The root certificate is not strictly needed in this list, since browsers have CA's root certificates built-in, however it may be best practice to include it.

If you received your own certificate in a separate file, and the CA certificates in a bundle, just move the files over to your certificate directory, for instance /etc/certs.

Open the SSL virtual hosts file of your Apache server. Depending on your distribution, this could be found at under one of the following directories:

  • /etc/httpd for Red Hat, CentOs, Fedora and many other distributions
  • /etc/apache2 for Debian, Ubuntu and Debian derivates

In case of doubt, try finding existing <VirtualHost> declarations by executing the following command from the /etc directory or one of those listed above:

grep -r VirtualHost *

Add a new VirtualHost block to the virtual hosts file. Note that in the example below, you should modify the paths so that they point to your website's root directory, and the SSL directives so they point to your SSL certificate and your private key. It may be easier to copy and modify an existing VirtualHost entry in your config file.

<Virtualhost :443="">
  DocumentRoot                   /home/www/public_html/www.mydomain.com/public/
  ServerName                     www.mydomain.com

  SSLEngine on
  SSLCertificateFile             /etc/certs/www.mydomain.com.crt
  SSLCertificateKeyFile          /etc/certs/www.mydomain.com.key
  SSLCertificateChainFile        /etc/certs/bundle.crt

Please note that the above is only a minimal working server configuration, and that your web server should be tuned for optimum security and performance. You may want to check out our articles on tuning and securing Apache in the Knowledge Base.

It's good practice to check your server configuration before restarting Apache.

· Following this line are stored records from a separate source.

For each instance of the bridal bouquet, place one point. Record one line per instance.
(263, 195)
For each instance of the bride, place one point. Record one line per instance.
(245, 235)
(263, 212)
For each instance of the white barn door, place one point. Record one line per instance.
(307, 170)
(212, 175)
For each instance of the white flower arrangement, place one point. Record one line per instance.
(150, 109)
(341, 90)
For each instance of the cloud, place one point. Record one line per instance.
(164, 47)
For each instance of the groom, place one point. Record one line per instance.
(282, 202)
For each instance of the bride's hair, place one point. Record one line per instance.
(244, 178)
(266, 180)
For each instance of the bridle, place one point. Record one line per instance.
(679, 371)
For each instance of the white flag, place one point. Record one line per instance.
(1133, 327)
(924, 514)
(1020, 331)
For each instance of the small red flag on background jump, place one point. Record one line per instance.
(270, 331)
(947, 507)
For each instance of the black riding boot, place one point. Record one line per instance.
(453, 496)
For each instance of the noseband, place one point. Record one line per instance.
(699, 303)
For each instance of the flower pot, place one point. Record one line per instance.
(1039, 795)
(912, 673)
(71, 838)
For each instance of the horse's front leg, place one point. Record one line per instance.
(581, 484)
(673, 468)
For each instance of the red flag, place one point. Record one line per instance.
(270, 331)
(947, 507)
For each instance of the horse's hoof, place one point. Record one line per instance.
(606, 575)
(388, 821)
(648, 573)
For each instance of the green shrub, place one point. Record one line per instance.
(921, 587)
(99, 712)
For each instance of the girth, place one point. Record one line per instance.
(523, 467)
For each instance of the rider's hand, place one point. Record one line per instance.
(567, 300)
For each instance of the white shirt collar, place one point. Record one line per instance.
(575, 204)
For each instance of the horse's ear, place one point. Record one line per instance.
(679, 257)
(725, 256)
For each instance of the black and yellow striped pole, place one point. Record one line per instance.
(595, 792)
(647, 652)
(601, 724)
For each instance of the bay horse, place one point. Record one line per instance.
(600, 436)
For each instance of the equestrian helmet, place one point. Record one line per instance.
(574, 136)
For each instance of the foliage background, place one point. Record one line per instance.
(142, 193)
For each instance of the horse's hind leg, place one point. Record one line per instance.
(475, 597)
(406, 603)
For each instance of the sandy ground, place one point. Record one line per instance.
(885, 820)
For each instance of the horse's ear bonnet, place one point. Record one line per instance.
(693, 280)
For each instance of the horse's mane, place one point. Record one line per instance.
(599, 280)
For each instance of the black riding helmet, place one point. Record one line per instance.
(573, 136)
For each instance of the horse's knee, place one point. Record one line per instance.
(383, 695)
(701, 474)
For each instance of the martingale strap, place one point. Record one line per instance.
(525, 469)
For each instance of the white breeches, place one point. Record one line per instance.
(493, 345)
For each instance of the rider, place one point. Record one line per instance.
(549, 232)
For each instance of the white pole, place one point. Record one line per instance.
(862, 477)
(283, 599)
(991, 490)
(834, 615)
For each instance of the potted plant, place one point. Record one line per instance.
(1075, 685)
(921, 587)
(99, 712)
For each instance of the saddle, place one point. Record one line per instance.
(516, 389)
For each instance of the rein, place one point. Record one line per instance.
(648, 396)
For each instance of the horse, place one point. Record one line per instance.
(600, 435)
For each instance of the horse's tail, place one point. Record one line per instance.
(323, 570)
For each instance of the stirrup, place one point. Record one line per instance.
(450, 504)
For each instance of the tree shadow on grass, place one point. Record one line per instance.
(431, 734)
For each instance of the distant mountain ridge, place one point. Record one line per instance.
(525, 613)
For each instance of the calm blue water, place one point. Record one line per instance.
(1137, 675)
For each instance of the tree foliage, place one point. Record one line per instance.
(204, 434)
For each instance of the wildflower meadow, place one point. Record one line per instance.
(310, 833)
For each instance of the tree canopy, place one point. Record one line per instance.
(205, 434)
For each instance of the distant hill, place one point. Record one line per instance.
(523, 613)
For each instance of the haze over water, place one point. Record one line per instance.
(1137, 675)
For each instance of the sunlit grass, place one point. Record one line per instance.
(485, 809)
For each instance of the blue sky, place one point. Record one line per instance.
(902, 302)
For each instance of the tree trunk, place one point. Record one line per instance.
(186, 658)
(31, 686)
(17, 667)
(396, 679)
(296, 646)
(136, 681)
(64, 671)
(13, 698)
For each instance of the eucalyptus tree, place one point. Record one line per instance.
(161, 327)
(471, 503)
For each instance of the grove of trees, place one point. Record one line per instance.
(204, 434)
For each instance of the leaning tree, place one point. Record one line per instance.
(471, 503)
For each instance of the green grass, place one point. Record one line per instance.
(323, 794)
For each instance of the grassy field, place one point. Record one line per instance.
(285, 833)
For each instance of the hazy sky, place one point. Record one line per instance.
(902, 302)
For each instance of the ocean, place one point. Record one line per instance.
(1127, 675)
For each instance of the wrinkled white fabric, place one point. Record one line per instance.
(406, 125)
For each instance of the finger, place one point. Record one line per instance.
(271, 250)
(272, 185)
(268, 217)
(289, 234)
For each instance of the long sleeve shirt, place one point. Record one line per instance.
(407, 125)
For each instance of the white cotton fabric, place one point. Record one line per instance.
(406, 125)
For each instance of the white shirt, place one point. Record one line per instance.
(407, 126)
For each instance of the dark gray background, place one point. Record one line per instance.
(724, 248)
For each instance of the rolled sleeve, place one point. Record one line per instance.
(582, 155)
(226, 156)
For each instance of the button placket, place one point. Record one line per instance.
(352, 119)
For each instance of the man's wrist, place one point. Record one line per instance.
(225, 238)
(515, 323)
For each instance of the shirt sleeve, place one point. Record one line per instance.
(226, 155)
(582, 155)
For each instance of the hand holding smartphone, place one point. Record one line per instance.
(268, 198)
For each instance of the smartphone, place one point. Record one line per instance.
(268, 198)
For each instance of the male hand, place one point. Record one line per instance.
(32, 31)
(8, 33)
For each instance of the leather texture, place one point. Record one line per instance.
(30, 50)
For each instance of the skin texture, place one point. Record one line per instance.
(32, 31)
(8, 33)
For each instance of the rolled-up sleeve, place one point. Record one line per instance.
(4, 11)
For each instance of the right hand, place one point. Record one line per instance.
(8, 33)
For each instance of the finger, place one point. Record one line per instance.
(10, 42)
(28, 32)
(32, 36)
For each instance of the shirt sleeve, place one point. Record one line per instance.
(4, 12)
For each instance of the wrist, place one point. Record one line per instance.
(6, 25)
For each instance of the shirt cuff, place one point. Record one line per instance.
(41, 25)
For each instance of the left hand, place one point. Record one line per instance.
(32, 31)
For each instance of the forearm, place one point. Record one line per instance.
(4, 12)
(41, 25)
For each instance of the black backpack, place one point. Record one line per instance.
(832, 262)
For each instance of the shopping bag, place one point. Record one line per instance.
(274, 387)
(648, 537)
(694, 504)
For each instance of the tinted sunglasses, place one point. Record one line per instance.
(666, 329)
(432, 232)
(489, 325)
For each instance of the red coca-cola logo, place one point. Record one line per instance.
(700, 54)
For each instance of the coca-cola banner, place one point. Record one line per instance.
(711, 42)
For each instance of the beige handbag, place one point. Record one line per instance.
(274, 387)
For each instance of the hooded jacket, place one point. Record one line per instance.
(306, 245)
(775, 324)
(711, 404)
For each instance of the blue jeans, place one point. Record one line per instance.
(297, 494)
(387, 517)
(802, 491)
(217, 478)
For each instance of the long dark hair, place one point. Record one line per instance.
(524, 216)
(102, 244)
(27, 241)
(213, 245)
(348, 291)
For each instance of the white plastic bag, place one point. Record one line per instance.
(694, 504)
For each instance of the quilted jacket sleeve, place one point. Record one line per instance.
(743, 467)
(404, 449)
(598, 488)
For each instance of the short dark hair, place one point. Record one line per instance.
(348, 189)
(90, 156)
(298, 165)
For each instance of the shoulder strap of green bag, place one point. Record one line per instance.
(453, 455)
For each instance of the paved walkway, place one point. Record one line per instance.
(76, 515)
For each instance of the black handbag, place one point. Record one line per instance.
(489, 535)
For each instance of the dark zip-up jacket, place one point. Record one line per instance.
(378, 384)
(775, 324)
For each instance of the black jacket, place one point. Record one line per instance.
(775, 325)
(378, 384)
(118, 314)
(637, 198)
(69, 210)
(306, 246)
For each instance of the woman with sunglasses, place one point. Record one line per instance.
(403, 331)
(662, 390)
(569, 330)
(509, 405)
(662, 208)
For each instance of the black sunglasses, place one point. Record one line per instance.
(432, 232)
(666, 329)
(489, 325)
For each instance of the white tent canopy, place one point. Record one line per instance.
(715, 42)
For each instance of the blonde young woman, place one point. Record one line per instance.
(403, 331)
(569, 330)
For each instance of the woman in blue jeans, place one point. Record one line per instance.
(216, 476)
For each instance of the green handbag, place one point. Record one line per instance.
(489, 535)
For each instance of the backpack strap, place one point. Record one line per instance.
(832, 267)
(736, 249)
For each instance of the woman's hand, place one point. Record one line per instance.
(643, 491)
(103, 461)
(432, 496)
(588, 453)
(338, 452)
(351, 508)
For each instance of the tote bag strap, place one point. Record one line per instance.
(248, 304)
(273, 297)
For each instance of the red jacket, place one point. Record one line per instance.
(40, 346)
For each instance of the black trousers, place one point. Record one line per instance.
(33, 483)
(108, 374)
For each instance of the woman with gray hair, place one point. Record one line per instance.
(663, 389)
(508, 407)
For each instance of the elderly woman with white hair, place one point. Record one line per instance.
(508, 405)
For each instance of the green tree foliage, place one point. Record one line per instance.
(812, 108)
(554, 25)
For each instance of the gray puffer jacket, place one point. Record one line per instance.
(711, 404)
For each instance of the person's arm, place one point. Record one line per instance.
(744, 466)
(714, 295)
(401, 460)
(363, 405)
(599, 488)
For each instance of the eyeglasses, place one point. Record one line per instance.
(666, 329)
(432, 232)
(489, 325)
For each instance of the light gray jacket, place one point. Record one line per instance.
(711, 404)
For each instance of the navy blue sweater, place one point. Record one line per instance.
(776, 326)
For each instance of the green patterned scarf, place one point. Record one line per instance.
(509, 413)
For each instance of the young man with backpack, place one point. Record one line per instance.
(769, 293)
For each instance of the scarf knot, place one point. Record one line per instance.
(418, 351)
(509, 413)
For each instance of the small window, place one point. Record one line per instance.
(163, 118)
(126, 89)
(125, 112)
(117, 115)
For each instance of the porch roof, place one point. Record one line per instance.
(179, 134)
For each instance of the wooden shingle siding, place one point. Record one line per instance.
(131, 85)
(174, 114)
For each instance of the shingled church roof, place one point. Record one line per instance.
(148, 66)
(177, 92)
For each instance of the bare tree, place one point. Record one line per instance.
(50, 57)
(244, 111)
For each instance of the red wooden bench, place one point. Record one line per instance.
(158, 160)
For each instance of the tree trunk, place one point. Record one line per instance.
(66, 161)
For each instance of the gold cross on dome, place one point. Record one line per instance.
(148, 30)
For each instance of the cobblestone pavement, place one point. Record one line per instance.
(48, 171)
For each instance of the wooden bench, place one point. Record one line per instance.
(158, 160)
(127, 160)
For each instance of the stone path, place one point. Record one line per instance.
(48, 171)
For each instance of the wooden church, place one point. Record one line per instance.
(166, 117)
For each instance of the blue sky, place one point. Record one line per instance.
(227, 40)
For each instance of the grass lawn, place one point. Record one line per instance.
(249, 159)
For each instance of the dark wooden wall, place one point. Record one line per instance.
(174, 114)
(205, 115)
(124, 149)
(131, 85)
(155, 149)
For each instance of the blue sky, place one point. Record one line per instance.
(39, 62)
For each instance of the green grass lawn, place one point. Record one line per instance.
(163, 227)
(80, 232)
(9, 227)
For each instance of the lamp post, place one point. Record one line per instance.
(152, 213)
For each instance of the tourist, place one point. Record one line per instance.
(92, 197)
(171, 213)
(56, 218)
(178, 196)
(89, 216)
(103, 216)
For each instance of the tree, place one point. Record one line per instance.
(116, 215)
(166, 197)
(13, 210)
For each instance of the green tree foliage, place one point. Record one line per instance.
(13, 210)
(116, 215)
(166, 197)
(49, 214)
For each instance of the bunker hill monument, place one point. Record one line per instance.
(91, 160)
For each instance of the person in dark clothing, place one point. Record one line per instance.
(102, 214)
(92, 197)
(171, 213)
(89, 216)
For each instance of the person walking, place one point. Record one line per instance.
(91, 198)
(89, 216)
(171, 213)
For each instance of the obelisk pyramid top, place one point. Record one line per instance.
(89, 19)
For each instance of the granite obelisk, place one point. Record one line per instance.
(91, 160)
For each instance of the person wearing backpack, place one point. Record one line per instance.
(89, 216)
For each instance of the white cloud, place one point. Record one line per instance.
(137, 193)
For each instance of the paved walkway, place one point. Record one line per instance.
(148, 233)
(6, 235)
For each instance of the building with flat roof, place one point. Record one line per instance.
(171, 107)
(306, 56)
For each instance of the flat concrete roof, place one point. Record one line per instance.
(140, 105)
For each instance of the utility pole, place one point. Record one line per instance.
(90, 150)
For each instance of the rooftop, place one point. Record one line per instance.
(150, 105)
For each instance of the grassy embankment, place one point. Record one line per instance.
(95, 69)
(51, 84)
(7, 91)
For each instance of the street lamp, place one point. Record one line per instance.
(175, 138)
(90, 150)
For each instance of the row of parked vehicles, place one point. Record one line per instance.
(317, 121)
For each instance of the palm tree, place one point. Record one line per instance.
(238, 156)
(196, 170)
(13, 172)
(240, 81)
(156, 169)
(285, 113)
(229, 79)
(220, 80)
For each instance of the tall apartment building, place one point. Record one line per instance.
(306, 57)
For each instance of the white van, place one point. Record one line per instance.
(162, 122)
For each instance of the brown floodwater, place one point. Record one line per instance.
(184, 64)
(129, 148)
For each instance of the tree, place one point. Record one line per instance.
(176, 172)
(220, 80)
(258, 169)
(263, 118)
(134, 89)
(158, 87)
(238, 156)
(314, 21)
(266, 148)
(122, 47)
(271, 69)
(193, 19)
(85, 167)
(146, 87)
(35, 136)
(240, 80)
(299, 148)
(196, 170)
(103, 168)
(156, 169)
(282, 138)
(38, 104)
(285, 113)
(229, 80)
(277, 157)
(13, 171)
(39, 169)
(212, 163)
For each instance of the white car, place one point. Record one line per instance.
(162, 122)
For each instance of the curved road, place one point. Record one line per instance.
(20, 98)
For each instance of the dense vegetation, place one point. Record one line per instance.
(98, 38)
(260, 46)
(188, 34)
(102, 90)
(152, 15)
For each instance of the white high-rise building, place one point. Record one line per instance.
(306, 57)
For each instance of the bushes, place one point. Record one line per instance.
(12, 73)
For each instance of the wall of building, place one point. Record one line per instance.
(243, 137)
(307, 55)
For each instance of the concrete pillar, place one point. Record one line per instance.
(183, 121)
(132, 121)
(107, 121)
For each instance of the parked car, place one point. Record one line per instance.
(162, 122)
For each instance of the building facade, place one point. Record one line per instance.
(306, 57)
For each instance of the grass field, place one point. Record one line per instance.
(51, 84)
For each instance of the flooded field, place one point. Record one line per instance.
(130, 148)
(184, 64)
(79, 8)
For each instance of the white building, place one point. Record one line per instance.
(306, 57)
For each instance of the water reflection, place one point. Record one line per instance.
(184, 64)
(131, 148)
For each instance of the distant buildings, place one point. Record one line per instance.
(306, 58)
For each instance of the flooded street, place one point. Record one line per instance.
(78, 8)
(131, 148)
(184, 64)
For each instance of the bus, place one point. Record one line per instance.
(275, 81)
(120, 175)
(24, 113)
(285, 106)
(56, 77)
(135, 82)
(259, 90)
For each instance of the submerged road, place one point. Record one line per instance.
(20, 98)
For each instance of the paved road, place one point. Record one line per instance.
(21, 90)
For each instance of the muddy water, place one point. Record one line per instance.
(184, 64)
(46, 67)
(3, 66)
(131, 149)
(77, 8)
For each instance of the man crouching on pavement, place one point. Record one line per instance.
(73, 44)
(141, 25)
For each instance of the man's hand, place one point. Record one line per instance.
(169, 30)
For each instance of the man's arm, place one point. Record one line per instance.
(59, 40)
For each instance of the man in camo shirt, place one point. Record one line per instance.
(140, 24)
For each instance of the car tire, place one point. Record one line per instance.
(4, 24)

Use one of the commands below according to your distribution:

httpd -t
apachectl configtest
apache2ctl configtest

Restart Apache to apply your new configuration with one of the following:

/etc/init.d/httpd restart
service httpd restart
apachectl -k restart

If your certificate doesn't display correctly in a browser, check if all certificates are being sent correctly to a browser with the following command, replacing www.kinamo.be with your own domain name:

openssl s_client -connect www.kinamo.be:443
Certificate chain
 0 s:/ Organization/serialNumber=0861.077.215/C=BE/ST=Antwerpen/L=antwerpen/O=Kinamo NV/CN=www.kinamo.be
   i:/C=US/O=GeoTrust Inc./CN=GeoTrust Extended Validation SSL CA - G2
 1 s:/C=US/O=GeoTrust Inc./CN=GeoTrust Extended Validation SSL CA - G2
   i:/C=US/O=GeoTrust Inc./CN=GeoTrust Primary Certification Authority

You should see a chain of certificates starting with your own one, and going up through the different intermediate certificates.

Visit Qualys SSL Labs' test page to check if your web server and SSL certificate are up to par with modern-day security standards.